Nigeriano molesta una giovane sul treno. E’ successo a Novara. Raffica di controlli della Polizia ferroviaria sui convogli piemontesi.

 

Nigeriano molesta una giovane sul treno

 

A Novara, gli operatori della Sezione Polfer sono riusciti a rintracciare e denunciare un trentasettenne di nazionalità nigeriana resosi responsabile di molestie ai danni di una ragazza italiana di 24 anni. L’episodio risale ai primi giorni di del mese di agosto, quando la donna, trovatasi a viaggiare a bordo di un treno della linea Milano-Novara, è stata insistentemente importunata dall’uomo che, più volte, l’ha sollecitata ad appartarsi con lui nella toilette non prima di averle mostrato un preservativo.
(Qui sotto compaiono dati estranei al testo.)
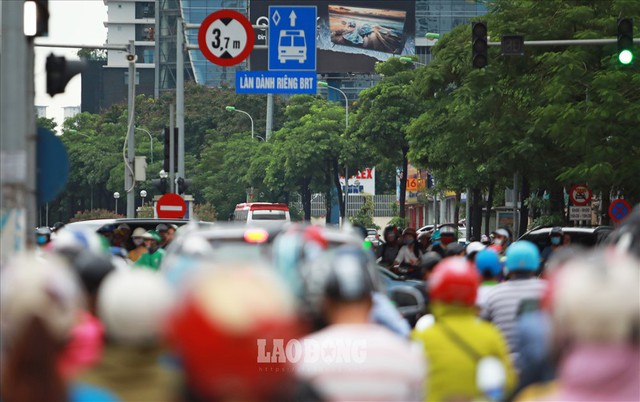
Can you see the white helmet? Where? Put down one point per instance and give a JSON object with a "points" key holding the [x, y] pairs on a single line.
{"points": [[133, 305], [597, 299]]}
La donna, una volta giunta a Novara, ha immediatamente sporto denuncia presso gli Uffici della Polfer dove gli operatori, una vota tranquillizzatala, le hanno fornito i recapiti telefonici della Sezione cui fare riferimento nel caso si fosse nuovamente imbattuta nello sconosciuto ed avviato immediatamente le indagini. Infatti, nella tarda serata di sabato scorso, 1° settembre, la giovane, nel viaggiare a bordo dello stesso treno, si è accorta della presenza dell’individuo ed ha subito chiamato gli Agenti della Polfer. Gli operatori, una volta giunto il convoglio in stazione, hanno immediatamente individuato e bloccato l’uomo, accompagnandolo in Ufficio e denunciandolo . É emerso che era regolare sul territorio nazionale, ma  non nuovo ad episodi simili. Infatti, già nel precedente mese di luglio, si é reso responsabile di un analogo fatto su di un treno della tratta Milano Porta Garibaldi-Cassano d’Adda, per cui era stato indagato dagli Agenti del Posto Polfer di Treviglio.

 

Controlli

Quello estivo, che sta volgendo al termine, è stato un periodo di controlli serrati anche nelle altre stazioni ferroviarie piemontesi.  Il Compartimento Polizia Ferroviaria Piemonte e Valle d’Aosta, come di consueto, ha intensificato le attività nelle maggior parte delle stazioni ricadenti nella propria giurisdizione, non ultimo in concomitanza di giornate dedicate a controlli straordinari a tutela della sicurezza dei viaggiatori, disposti direttamente dal Servizio Polizia Ferroviaria di Roma. I risultati ottenuti sono emblematici dell’impegno e dello sforzo dimostrati dagli uomini della Specialità: oltre 3000 i servizi di vigilanza effettuati nelle stazioni e più di 300 quelli di pattugliamento lungo le linee ferroviarie, con l’identificazione di 23611 persone di cui 7949 straniere, 12 arresti e 180 denunciati. Quasi un centinaio le contravvenzioni elevate ai sensi del Regolamento di Polizia Ferroviaria, mentre 14 sono state le proposte avviate alle Questure per l’adozione di misure di prevenzione. Sono stati presenziati i convogli in arrivo e partenza, in particolare quelli percorrenti la linea Alta Velocità, come Freccia Rossa, Italo e TGV e scortati 2755 treni. Il dispositivo messo in campo dalla Polizia Ferroviaria del Piemonte e Valle d’Aosta, nelle stazioni di Torino Porta Nuova e Porta Susa, ha visto la presenza anche di reparti specializzati della Polizia di Stato, quali il Reparto Mobile e le Unità Cinofile, messe a disposizione dalla locale Questura, e dell’Esercito.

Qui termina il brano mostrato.